My Title clearly indicated my lack of understanding about the core concept for pattern matching - specifically using .HTACCESS to block Bad-Bots from accessing a site, which they do in order to crawl or mirror copy, consequently using up bandwidth.
But my question isn't about .HTACCESS - it's about the obvious ineffectiveness (IMO) of using a long list for searching and matching.
Isn't it far better to Allow a list of positive, as opposed to Match against list of negatives??
1st explanation attempt:
If the User Agent does NOT match one of these Good-Bots, then block.
If the User Agent matches one of these Bad-Bots, then block.
I can't express this idea by formula or algorithm because I don't know how to - assuming it could be, but I suppose if I could express the idea it would be . . .
2nd explanation attempt:
If THIS is NOT 'A' ('A' being a list of positives), then deny.

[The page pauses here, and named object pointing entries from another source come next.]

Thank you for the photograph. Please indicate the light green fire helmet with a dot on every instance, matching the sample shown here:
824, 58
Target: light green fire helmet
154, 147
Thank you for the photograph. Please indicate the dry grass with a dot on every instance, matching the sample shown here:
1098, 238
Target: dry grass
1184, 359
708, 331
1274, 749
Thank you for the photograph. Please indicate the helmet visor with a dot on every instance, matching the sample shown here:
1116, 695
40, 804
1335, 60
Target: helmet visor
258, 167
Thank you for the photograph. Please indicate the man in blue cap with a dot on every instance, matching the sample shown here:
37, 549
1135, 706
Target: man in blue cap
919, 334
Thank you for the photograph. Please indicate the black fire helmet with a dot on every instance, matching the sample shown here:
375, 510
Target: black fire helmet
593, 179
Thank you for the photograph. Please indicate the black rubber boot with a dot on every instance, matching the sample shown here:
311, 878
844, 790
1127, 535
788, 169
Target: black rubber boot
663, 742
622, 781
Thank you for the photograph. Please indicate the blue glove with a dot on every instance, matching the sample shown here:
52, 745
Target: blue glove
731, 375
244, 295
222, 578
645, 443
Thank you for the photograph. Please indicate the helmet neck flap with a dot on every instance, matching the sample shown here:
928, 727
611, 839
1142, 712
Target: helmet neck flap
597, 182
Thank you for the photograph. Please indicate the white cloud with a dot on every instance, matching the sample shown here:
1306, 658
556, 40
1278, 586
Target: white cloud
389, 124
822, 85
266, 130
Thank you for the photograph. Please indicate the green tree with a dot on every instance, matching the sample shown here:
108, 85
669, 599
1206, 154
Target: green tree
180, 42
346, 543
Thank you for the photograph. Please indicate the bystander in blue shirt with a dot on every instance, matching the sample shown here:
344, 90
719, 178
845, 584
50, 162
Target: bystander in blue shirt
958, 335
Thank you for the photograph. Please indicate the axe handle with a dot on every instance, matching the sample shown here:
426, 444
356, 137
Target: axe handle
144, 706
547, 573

If THIS is ONE INSTANCE of 'A' ('A' being a list of negatives), then deny.
If THIS is not RED, then deny.
If this is BLUE, YELLOW, GREEN, (i.e. NOT RED), then deny.
If this makes sense, why would a web developer use the latter approach if the latter's list is more than the former. Presumably there are less Good-Bots (User Agents) than there are Bad-Bots (ignoring the fact the UA can be forged.)?
Ultimately, wouldn't it be far better to create an index of all common Good-Bots and use this to search and match, rather than list a seemingly and potentially infinite list of Bad-Bots? (Not forgetting the time it would take to update such a list with new Bad-Bots.)
Why search & match for MORE negatives, than search for less positives?